Tesla Releases FSD Crash Data That Appears More Honest
8 days ago
- #Autonomous Driving
- #Tesla
- #Safety Data
- Tesla released new crash data for their Supervised FSD system, showing improved safety metrics compared to older Autopilot data.
- The new data indicates FSD-equipped Teslas are 1.5x safer on city streets globally and 4x safer than older Teslas without ADAS.
- Tesla's previous Autopilot data was misleading, comparing freeway crashes (which are inherently safer) to general population crash data.
- The updated methodology now breaks down data by road type (highway vs. non-highway) and region (North America vs. global).
- Tesla differentiates between 'major collisions' (airbag deployment) and 'minor collisions,' though comparisons with non-Tesla data remain imperfect.

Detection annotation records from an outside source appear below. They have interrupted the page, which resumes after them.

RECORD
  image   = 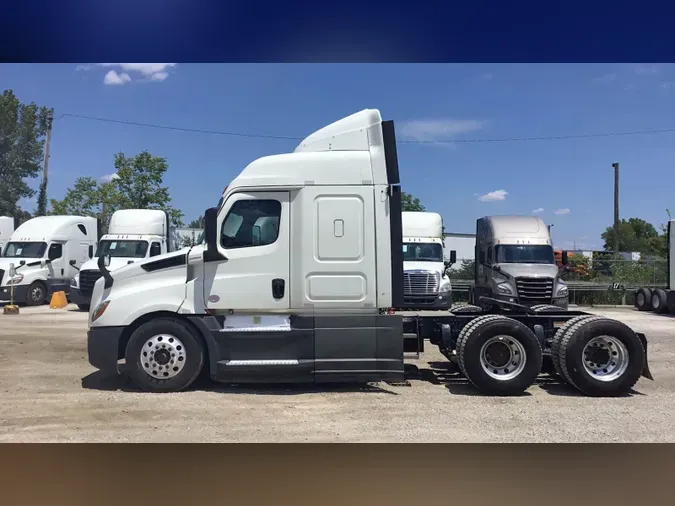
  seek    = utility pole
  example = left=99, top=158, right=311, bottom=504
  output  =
left=37, top=109, right=54, bottom=216
left=612, top=162, right=619, bottom=254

- Supervised FSD can improve safety by providing 'two sets of eyes' (human + system), but complacency among drivers remains a risk.

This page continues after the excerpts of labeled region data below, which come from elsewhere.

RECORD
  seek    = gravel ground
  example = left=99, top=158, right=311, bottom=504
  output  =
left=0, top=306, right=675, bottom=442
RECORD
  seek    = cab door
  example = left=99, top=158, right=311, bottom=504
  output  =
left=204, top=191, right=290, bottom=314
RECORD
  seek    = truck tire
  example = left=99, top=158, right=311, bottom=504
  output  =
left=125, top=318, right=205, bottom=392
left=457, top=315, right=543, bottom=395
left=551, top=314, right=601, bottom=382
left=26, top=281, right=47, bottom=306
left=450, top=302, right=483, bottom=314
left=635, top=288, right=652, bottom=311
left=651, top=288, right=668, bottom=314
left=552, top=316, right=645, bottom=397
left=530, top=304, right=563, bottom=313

- Ethical questions arise about restricting FSD access to prevent misuse by negligent drivers, even if it benefits diligent users.
- Tesla's data suggests FSD improves safety on average, but skepticism is warranted due to past misleading reporting practices.
- Elon Musk aims for unsupervised FSD by year-end, but current data shows FSD+human only modestly outperforms humans alone on city streets.
- Historical robocar data shows even imperfect systems with human safety drivers can be safe, while good systems prevent not-at-fault crashes.